3. INFER the relationship for perpendicular lines

• Perpendicular lines have slopes that are negative reciprocals
• If line j has slope \(\mathrm{\frac{-2}{3}}\), then line k has slope = \(\mathrm{\frac{-1}{\frac{-2}{3}}}\)

4. SIMPLIFY the negative reciprocal calculation

• Slope of line k = \(\mathrm{-1 \div \frac{-2}{3}}\)
• This equals \(\mathrm{-1 \times \frac{-3}{2} = \frac{3}{2}}\)

Answer: D) 3/2

Why Students Usually Falter on This Problem

Most Common Error Path:

Weak SIMPLIFY skill: Students make sign errors when computing the negative reciprocal. They might calculate \(\mathrm{\frac{-1}{\frac{-2}{3}}}\) incorrectly, getting \(\mathrm{\frac{-3}{2}}\) instead of \(\mathrm{\frac{3}{2}}\), or forget that dividing by a fraction means multiplying by its reciprocal.

This may lead them to select Choice B (\(\mathrm{\frac{-3}{2}}\)).

Second Most Common Error:

Missing conceptual knowledge about perpendicular lines: Students might think that perpendicular lines have slopes that are just reciprocals (not negative reciprocals), or they might confuse parallel lines (same slope) with perpendicular lines.

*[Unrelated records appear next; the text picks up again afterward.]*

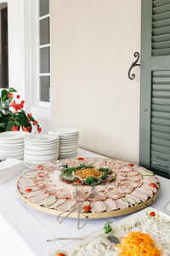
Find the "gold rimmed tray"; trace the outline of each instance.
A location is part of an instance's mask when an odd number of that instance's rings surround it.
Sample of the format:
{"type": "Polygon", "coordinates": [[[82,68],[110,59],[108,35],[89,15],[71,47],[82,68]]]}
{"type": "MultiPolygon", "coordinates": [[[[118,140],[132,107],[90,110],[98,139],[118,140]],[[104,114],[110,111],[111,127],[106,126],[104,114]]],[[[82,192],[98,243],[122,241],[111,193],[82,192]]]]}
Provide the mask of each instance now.
{"type": "MultiPolygon", "coordinates": [[[[42,206],[39,206],[36,203],[33,203],[31,201],[30,201],[27,198],[24,197],[22,195],[22,193],[20,191],[20,188],[19,188],[19,181],[17,183],[17,191],[19,193],[19,195],[20,196],[21,200],[23,201],[25,201],[29,207],[31,207],[31,208],[45,212],[45,213],[48,213],[51,215],[55,215],[58,216],[60,213],[61,213],[62,212],[60,211],[57,211],[55,209],[50,209],[48,207],[44,207],[42,206]]],[[[150,206],[159,195],[160,193],[160,183],[159,183],[159,188],[157,189],[157,191],[156,192],[156,194],[154,194],[154,195],[150,198],[149,198],[146,201],[144,202],[141,202],[139,204],[138,204],[135,207],[130,207],[126,209],[122,209],[122,210],[115,210],[112,212],[99,212],[99,213],[92,213],[92,212],[85,212],[84,216],[86,216],[88,218],[111,218],[111,217],[116,217],[116,216],[121,216],[121,215],[125,215],[125,214],[128,214],[128,213],[132,213],[134,212],[137,212],[139,210],[141,210],[148,206],[150,206]]],[[[66,213],[65,213],[66,214],[66,213]]],[[[65,215],[63,215],[65,216],[65,215]]],[[[77,212],[73,212],[72,213],[71,213],[69,215],[68,218],[77,218],[77,212]]],[[[81,218],[81,216],[80,216],[81,218]]]]}

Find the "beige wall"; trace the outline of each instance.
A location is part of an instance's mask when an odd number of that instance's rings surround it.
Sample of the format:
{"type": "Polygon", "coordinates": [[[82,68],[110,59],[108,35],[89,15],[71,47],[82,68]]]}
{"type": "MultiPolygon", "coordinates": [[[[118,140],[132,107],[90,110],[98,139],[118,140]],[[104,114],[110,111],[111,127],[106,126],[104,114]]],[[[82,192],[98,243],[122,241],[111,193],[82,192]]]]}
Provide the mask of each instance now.
{"type": "Polygon", "coordinates": [[[138,162],[140,0],[50,0],[53,127],[87,149],[138,162]]]}

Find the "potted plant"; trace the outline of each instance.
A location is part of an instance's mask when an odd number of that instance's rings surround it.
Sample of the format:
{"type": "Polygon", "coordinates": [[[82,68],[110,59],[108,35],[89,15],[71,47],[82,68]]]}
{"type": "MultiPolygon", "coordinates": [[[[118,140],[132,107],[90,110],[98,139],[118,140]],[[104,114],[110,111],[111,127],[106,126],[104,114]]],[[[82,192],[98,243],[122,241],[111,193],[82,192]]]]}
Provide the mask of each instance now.
{"type": "Polygon", "coordinates": [[[20,101],[20,95],[14,88],[3,90],[0,96],[0,132],[20,131],[31,132],[32,125],[37,126],[37,132],[42,131],[38,122],[31,113],[23,109],[25,101],[20,101]]]}

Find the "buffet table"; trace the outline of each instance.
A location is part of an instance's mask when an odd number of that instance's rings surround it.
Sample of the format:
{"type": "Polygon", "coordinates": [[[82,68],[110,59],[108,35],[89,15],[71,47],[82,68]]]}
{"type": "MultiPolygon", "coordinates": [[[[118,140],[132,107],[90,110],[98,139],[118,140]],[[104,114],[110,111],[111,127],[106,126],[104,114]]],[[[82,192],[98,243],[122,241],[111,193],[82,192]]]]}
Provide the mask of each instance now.
{"type": "MultiPolygon", "coordinates": [[[[78,150],[77,156],[101,157],[82,149],[78,150]]],[[[48,243],[47,239],[62,237],[65,235],[71,237],[83,236],[101,229],[105,221],[108,221],[108,219],[88,219],[87,225],[79,230],[76,229],[76,219],[66,219],[59,224],[55,216],[36,211],[21,201],[16,191],[18,178],[19,177],[16,177],[0,185],[0,213],[12,224],[16,232],[20,235],[20,239],[26,241],[34,255],[48,255],[59,249],[64,243],[64,241],[48,243]]],[[[161,193],[151,207],[164,212],[163,208],[170,200],[169,180],[162,177],[159,177],[159,179],[161,193]]],[[[109,220],[115,222],[126,216],[111,218],[109,220]]]]}

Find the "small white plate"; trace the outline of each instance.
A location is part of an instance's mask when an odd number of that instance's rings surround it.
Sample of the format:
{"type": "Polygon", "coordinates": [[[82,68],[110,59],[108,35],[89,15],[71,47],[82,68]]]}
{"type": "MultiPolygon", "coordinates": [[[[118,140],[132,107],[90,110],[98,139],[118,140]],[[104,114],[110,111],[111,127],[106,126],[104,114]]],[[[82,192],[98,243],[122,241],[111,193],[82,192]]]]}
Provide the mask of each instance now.
{"type": "Polygon", "coordinates": [[[35,135],[28,135],[26,137],[25,141],[26,143],[55,143],[59,140],[58,136],[48,135],[48,134],[35,134],[35,135]]]}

This could lead them to select Choice C (\(\mathrm{\frac{2}{3}}\)) (just the reciprocal) or Choice A (\(\mathrm{\frac{-2}{3}}\)) (thinking perpendicular means same slope).

The Bottom Line:

This problem tests both algebraic manipulation skills and understanding of geometric relationships. Success requires converting between equation forms AND knowing the specific relationship between perpendicular line slopes.